The value of $p$ and degrees of freedom of $x^2$ .

Answer to Problem 14.48SE

The value of P is $0.04$ and null hypothesis is rejected and the data provide sufficient evidence to indicate there is a significant difference between actual and experimental observations.

Explanation of Solution

Given information:

The problem experience consists of $4$ tails was repeated $100$ times.

The number of success gets as:

No of successes	No of times obtained
$0$	$11$
$1$	$17$
$2$	$42$
$3$	$21$
$4$	$9$

Calculation:

As know that,

  $p=\frac{\overline{x}}{n}$

Where,

  $n=$ number of trials.

  $n=4$

Now, for estimating $p$ ,

So, consider

  $\begin{array}{l}\overline{x}={\displaystyle \sum \frac{x_i{f}_i}{f_i}}\\ \overline{x}=\frac{200}{100}\\ \overline{x}=2\end{array}$

Put the value of $\left(\overline{x}=2,n=4\right)$ in the equation of $p$

  $\begin{array}{l}p=\frac{\overline{x}}{n}\\ p=\frac{2}{4}\\ p=0.5\end{array}$

Now, the expected values for a binomial experiment of $4$ trails are,

  $Exp=N\times \left(n_{C_{xi}}{p}^{x_i}{q}^{n-x_i}\right)$

Are $0.0625,0.25,0.375,0.25,0.0625$ respectively.

Now, for testing whether the data provide sufficient evidence to indicate there is any significance difference between actual and the experimental observations or not.

The null hypothesis is,

  $H_0:$ There is sufficient evidence to indicate there is a significance difference between actual observation and experimental observations.

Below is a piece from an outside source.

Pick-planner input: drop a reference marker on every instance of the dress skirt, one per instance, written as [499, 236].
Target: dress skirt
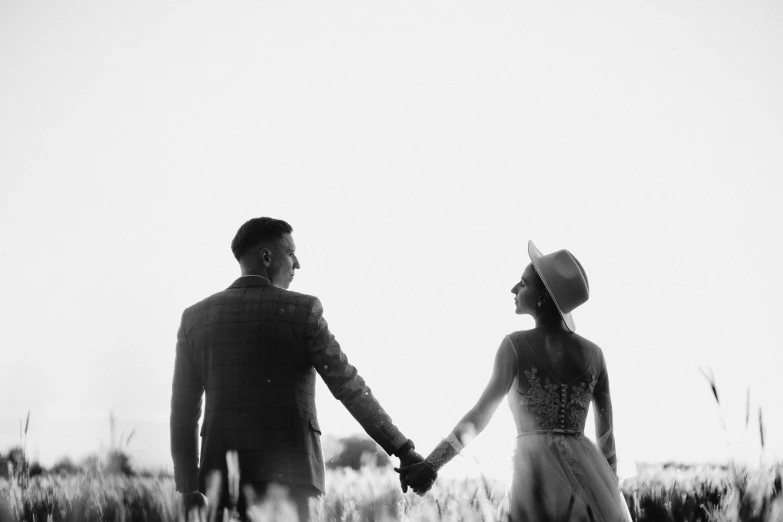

The alternative hypothesis is,

  $H_1:$ There is sufficient evidence to indicate there is a significance difference between actual observation and experimental observations.

In case test statistic $x^2$ is too large, so there is a rejection of null hypothesis, $H_0$ .

Obs. count	Exp. count	Obs.-exp	${\left(Obs-\exp \right)}^2$	$\frac{{\left(Obs-\exp \right)}^2}{\exp }$
$11$	$6.25$	$4.75$	$22.5625$	$3.61$
$17$	$25$	$-8$	$64$	$2.56$
$42$	$37.5$	$4.5$	$20.25$	$0.54$
$21$	$25$	$-4$	$16$	$0.64$
$9$	$6.25$	$2.75$	$7.5625$	$1.21$

The chi-square statistic is,

  $\begin{array}{l}{x}^2={\displaystyle \sum \frac{{\left(Obs-\exp \right)}^2}{\exp }}\\ =8.5555\\ \approx 8.56\end{array}$

Test statistic has $\left(k-1-1\right)$ degrees of freedom,

  $\begin{array}{l}df=\left(k-1-1\right)\\ df=\left(k-2\right)\\ df=\left(5-2\right)\\ df=3\end{array}$

The P-value can be determined as,

  $\begin{array}{l}P\left(x^2>8.56\right)=1-P\left(x^2>8.56\right)\\ P\left(x^2>8.56\right)=1-0.96\\ P\left(x^2>8.56\right)=0.04\end{array}$

Thus, the value of P is $0.04$ which is smaller than the $0.05=\alpha$ .

So, there is rejection of the null hypothesis because of low $p-$ value.

Thus, the data provide sufficient evidence to indicate there is a significant difference between actual and experimental observations.